LWN: Comments on "Reconsidering the scheduler's wake_wide() heuristic"

Reconsidering the scheduler's wake_wide() heuristic

walkerlala — Sun, 06 Aug 2017 03:18:24 +0000

I am wondering whether it is possible to provide heuristics for the scheduler from userspace. That would be a lot easier to tackle those task, I guess.

Reconsidering the scheduler's wake_wide() heuristic

flussence — Thu, 03 Aug 2017 12:40:49 +0000

> I agree that one must be very careful not to come up with an algorithm that benefits an MPI-like loads-of-communicating-processes model if it penalizes the much more common "two tasks chattering frequently" model.

Maybe we could slim that heuristic down to “anything added to the scheduler should not further widen MuQSS's advantage”? :-)

Reconsidering the scheduler's wake_wide() heuristic

josefbacik — Mon, 31 Jul 2017 05:55:05 +0000

Sorry for some reason I missed the follow up conversations, I'll go back and read through them shortly and respond on list.

However I did come up with a different solution while looking at a CPU imbalance problem (https://josefbacik.github.io/kernel/scheduler/cgroup/2017...). Mike is right, any messing with the heuristic here is likely to end in tears. A problem with wake_wide is overloading the waker CPU when it decides we need affinity, even on heavily loaded systems. Instead of messing with wake_wide and trying to make it smarter I just addressed the problem it sometimes creates, ping-ponging. One of my patches provides a way to detect when we are trying to wake affine something that has been recently load balanced and skip the wake affine. This gets us the same behavior as if wake_wide returned 1 and side steps the problem of trying to do a one size fits most heuristic in wake_wide.

Reconsidering the scheduler's wake_wide() heuristic

glenn — Sun, 30 Jul 2017 22:51:33 +0000

I agree: the CPU cache size should be considered, but the amount of data shared between producers and consumers is important as well.

I researched (https://tinyurl.com/y7lxzcy4) enhancing a deadline-based scheduler with cache-topology-aware CPU selection, and I studied the potential benefits for workloads where producer/consumer processes can be described as a directed graph (you see workloads like this in video and computer vision pipelines). I hesitate to generalize too much from my scheduler/experiments, but I think some of the broader findings can be applied to Linux’s general scheduler.

To my surprise, I discovered something obvious that I should have realized earlier in my research: (1) For producers/consumers that share little data, cache-locality is not very important—the overhead due to cache affinity loss is negligible; and (2) for producers/consumers that share a LOT of data, cache-locality is not very important—most of the shared data are self-evicted (or evicted by unrelated work executing concurrently) from the cache anyhow. In cases (1) and (2), getting scheduled on an available CPU is more important. Cache-aware scheduling is useful only for producers/consumers that share a moderate amount of data (“goldilocks workloads”). Moreover, you must strive to schedule a consumer soon after its producer(s) produce, or the shared data may be evicted from the cache by concurrently scheduled unrelated workload.
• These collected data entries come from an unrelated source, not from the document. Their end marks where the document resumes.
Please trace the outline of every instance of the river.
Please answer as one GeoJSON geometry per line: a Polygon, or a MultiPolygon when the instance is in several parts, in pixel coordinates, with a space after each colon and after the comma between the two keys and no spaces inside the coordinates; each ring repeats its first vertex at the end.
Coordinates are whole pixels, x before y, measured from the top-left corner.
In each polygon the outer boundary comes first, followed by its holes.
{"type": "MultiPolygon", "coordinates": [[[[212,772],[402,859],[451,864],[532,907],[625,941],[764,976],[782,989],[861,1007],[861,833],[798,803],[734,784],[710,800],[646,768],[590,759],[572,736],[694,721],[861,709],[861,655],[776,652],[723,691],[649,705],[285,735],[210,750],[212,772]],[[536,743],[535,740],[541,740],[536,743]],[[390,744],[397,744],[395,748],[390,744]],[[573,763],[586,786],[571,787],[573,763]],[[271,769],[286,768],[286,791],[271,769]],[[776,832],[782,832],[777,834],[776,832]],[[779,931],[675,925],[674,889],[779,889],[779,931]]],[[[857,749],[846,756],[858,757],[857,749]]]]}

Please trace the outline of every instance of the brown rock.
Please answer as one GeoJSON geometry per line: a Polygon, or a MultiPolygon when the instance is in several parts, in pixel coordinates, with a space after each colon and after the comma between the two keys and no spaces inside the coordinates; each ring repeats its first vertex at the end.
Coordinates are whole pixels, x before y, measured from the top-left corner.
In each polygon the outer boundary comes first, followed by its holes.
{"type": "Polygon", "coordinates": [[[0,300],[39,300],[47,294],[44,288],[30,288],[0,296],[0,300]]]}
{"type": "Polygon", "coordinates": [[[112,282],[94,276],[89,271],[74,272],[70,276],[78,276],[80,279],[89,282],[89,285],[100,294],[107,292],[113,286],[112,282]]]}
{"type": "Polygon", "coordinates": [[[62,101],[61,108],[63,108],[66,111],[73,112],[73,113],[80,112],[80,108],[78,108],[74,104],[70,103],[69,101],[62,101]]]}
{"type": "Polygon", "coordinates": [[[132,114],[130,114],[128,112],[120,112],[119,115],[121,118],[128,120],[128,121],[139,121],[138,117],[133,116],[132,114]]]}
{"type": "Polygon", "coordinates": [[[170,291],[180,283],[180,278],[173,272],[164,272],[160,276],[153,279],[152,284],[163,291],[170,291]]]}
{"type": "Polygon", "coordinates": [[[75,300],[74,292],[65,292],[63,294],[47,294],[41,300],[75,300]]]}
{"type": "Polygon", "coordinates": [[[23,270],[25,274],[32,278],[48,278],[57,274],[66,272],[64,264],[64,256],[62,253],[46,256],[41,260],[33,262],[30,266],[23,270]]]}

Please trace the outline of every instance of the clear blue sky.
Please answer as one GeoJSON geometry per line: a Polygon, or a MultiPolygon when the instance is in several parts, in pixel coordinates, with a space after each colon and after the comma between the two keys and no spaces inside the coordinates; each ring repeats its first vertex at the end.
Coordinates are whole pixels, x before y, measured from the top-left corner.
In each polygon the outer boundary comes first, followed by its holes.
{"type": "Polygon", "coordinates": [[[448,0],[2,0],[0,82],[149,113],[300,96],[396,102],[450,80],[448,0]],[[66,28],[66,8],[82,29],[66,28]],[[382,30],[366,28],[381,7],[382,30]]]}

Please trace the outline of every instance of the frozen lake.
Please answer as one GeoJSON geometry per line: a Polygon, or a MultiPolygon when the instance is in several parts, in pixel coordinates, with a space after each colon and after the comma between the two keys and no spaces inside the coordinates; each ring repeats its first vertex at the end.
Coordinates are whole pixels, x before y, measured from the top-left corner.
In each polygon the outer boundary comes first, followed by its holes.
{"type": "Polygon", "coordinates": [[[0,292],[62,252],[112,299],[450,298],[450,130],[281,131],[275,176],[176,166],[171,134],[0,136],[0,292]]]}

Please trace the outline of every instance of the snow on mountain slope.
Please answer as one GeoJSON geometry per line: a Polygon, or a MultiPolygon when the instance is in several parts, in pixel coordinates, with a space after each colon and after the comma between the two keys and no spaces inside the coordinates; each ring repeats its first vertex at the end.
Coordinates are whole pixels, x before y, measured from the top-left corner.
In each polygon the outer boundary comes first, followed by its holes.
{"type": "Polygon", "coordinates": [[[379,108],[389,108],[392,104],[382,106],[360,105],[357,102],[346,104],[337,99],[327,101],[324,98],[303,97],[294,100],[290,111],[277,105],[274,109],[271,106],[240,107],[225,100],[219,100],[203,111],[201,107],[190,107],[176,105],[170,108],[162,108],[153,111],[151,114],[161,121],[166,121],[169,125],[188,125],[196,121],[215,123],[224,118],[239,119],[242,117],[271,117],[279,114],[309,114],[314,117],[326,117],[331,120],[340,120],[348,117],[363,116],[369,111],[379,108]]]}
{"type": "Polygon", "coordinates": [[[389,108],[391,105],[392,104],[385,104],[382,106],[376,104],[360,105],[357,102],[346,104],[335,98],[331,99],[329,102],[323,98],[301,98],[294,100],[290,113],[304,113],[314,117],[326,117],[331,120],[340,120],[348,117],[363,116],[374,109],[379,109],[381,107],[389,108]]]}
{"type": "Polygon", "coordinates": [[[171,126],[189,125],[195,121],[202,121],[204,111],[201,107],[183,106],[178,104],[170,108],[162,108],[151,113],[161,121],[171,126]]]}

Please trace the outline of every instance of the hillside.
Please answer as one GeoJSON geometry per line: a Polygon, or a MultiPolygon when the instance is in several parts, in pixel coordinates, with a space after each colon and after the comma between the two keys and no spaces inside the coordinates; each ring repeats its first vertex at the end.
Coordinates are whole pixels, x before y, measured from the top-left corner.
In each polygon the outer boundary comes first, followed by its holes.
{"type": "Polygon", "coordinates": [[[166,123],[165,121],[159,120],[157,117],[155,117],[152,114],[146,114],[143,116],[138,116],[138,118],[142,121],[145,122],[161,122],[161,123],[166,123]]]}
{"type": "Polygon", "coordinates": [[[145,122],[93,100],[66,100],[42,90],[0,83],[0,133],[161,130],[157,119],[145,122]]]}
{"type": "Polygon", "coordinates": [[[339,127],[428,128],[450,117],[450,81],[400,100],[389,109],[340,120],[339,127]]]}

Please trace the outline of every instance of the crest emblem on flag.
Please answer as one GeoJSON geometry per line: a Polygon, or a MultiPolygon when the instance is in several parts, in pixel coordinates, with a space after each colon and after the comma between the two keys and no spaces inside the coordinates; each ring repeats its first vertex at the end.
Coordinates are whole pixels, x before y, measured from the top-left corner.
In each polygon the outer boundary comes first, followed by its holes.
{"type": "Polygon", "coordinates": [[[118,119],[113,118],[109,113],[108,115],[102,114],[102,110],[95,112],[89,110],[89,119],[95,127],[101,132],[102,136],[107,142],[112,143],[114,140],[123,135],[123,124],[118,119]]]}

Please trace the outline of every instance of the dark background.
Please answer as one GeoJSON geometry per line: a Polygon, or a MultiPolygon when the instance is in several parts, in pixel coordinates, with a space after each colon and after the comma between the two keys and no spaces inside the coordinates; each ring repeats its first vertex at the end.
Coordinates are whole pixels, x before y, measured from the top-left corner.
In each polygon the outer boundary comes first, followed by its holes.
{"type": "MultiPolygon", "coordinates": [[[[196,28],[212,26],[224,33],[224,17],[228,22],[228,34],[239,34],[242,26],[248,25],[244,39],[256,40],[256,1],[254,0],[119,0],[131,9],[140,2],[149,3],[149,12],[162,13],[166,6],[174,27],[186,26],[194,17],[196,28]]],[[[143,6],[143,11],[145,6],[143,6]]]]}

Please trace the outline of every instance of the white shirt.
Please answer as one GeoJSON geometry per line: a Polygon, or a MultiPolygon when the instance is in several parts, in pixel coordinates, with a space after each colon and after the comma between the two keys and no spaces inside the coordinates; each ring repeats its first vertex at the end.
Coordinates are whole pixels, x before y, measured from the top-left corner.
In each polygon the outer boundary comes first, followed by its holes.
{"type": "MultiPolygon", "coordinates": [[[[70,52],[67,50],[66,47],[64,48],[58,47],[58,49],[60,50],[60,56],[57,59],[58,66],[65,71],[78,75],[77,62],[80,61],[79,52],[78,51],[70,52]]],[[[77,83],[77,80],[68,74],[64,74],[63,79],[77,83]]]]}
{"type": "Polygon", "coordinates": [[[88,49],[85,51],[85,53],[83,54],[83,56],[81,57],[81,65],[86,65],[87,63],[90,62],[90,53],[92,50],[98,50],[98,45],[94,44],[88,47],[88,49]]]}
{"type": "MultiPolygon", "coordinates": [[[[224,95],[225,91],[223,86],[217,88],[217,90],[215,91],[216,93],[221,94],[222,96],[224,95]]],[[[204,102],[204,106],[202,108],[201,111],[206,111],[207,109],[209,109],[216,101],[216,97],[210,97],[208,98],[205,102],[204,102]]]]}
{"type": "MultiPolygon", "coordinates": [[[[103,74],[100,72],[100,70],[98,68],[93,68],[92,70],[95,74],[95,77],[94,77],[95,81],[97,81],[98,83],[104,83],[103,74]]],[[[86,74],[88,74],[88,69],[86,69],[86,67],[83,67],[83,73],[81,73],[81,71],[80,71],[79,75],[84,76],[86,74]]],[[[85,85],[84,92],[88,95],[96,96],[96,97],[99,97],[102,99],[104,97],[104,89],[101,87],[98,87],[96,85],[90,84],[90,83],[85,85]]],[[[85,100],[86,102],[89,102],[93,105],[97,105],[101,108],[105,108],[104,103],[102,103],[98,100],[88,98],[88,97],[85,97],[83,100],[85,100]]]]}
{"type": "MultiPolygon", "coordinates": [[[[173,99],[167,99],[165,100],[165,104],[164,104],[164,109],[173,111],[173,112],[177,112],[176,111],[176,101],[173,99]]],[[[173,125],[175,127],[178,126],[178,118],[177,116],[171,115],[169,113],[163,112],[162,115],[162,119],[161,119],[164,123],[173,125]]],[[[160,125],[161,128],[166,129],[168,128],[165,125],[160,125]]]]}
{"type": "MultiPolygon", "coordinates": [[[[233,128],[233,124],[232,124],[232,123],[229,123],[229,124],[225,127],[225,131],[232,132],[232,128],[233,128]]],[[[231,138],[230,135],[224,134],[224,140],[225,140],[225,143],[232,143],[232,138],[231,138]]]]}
Reconsidering the scheduler's wake_wide() heuristic

garloff — Sat, 29 Jul 2017 09:31:36 +0000

So, it indeed seems that an application should tell the kernel how hard it should try to place communicating processes close to each other. Probably should not be binary, but allow for different steps.
Question is whether this can be done efficiently at process group scope or whether it needs to be system-wide. Maybe Cgroup-wide?

Reconsidering the scheduler's wake_wide() heuristic

ejr — Fri, 28 Jul 2017 14:23:43 +0000

Most do, IIRC, although that becomes interesting with mixed MPI+OpenMP+GPU codes. You do end up treating NUMA systems as a cluster on a fast interconnect.

This patch does not look inspired by MPI codes. But there are some odd phrases in the article's introduction that probably triggered the original post's worries. Many large-scale parallel codes very much work in lock step in critical areas. Consider the all-to-all reduction for computing a residual (error term stand-in) and determining convergence. That is the opposite of the article's statement that parallel programs respond randomly...

I also have plenty of confusing data on packing v. spreading for irregular data analysis (e.g. graph algorithms). The cache locality already is kinda meh, and you often get better performance from engaging more memory controllers simultaneously and having the larger aggregate L3 across all CPUs. But not always, and there is no clear indicator that I can see from my codes. I also haven't had the time / student to dig into the choices. No heuristic will be right for everyone.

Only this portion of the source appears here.